Charles Sedley inherited the title (5th baronet) in 1656 when his brother William died. By his first wife, Lady Katherine Savage, daughter of John Savage, 2nd Earl Rivers, he had only one legitimate child, Catherine, Countess of Dorchester, who later became a mistress of James II of England. After his first wife had been sent to a convent in Ghent on account of a serious mental condition, Sedley tried in vain to obtain a divorce.
He met Ann Ayscough, probably around 1670, by whom he had two illegitimate sons, William and Charles Sedley. William died in infancy, and the brother Charles was knighted by William III of Orange after the coronation in 1689 and created a baronet in 1702. The relationship with Ann Ayscough lasted until the end of Sedley's life.
His reputation as a wit and dissolute was partially responsible for the Sedleys of William Makepeace Thackeray's Vanity Fair.[1]
His most famous song, "Phyllis is My Only Joy", is much more widely known now than the author's name.[5] While Sedley chiefly produced light amatory verse and pastoral dialogues in the 1670s, he turned to satirical epigrams in the 1680s and 1690s. His Epigrams: or, Court Characters are modelled on the works of Martial. In his epigram "To Nysus", for example, Sedley describes the function of satire and emphasizes the aggressive mode of satire: "Let us write satyr than, and at our ease / Vex the ill-natur'd Fools we cannot please."[12] At the same time, Sedley translated other specimens of ancient poetry, such as Virgil's Georgics IV, the eighth Ode of the second Book of Horace and three elegies from Ovid's Amores. Dryden included Sedley's translations from Ovid in the Miscellany of 1684.

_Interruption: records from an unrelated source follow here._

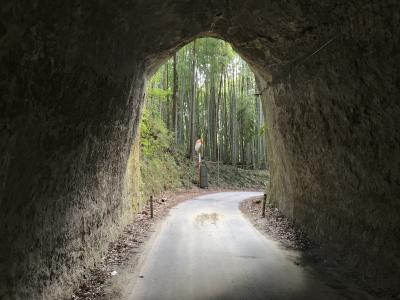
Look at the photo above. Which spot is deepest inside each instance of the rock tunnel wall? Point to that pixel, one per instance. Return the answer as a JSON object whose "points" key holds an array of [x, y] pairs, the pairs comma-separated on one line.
{"points": [[72, 82]]}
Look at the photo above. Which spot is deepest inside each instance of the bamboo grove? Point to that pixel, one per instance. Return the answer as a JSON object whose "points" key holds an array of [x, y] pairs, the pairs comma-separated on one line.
{"points": [[207, 91]]}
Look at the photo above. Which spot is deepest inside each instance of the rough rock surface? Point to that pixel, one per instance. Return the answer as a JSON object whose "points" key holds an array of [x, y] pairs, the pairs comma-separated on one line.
{"points": [[72, 82]]}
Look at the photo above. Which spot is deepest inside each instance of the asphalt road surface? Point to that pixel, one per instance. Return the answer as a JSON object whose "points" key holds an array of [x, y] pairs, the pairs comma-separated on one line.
{"points": [[207, 249]]}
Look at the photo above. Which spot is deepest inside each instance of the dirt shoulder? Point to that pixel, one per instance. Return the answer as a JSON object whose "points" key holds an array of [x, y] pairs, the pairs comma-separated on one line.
{"points": [[112, 278], [313, 257]]}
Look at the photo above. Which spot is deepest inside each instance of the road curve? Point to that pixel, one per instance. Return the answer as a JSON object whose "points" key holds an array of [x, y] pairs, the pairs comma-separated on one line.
{"points": [[206, 249]]}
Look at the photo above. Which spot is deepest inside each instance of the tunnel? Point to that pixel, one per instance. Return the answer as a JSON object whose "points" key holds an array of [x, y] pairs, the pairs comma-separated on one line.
{"points": [[72, 81]]}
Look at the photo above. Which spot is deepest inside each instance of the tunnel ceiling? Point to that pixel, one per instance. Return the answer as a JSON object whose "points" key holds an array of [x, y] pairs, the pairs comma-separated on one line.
{"points": [[72, 84]]}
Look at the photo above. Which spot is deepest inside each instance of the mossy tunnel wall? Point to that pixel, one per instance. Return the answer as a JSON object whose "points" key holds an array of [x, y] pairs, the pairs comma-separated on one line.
{"points": [[72, 81]]}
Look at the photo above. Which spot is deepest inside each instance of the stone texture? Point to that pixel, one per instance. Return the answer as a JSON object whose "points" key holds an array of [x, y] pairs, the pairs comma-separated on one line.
{"points": [[72, 82]]}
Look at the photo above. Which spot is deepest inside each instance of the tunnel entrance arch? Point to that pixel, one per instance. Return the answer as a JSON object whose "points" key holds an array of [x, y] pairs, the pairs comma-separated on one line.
{"points": [[81, 72]]}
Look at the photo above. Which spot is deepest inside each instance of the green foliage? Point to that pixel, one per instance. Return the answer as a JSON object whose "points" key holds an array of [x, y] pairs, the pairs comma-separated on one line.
{"points": [[162, 166]]}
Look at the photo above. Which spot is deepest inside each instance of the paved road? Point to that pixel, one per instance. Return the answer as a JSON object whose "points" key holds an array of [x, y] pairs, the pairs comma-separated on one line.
{"points": [[206, 249]]}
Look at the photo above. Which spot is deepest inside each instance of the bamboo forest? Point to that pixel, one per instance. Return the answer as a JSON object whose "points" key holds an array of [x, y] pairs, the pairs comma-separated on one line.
{"points": [[207, 91]]}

A number of his poems have been set to music: "Phyllis is My Only Joy" in a glee by John William Hobbs (1799–1877),[13] "Not, Celia, that I Juster Am" in a solo song by the English composer Elizabeth Turner (1700–1756),[14][15] and "Hears Not My Phillis" (Knotting Song, Z.371) in a solo song by the English composer Henry Purcell (1659–1695).[16] In 1692 Sedley wrote the birthday ode for Queen Mary, "Love’s goddess sure was blind", which was also set to music by Purcell.[17] The poem was printed in The Gentleman’s Journal of May 1692.[18]
His first comedy, The Mulberry-Garden (1668), sustains Sedley's contemporary reputation for wit in conversation. The best, but most licentious, of his comedies is Bellamira: or, The Mistress (1687), an imitation of the Eunuchus of Terence, in which the heroine is supposed to represent Barbara Villiers, Duchess of Cleveland, the mistress of Charles II. While The Mulberry-Garden exuberantly praises the achievements of the Restoration, Bellamira displays a dark cynicism which has to be accounted for within a changed historical context. His two tragedies, Antony and Cleopatra (1677) and The Tyrant King of Crete (1702), an adaptation of Henry Killigrew's Pallantus and Eudora, have little merit. He also produced The Grumbler (1702), an adaptation of Le Grondeur of Brueys and Palaprat.[5] However, many contents of Sedley's posthumous edition are spurious.[19] Apart from the prologues of his own plays, Sedley wrote at least four more prologues to comedies, the best-known of which was written for Shadwell's Epsom Wells.[20]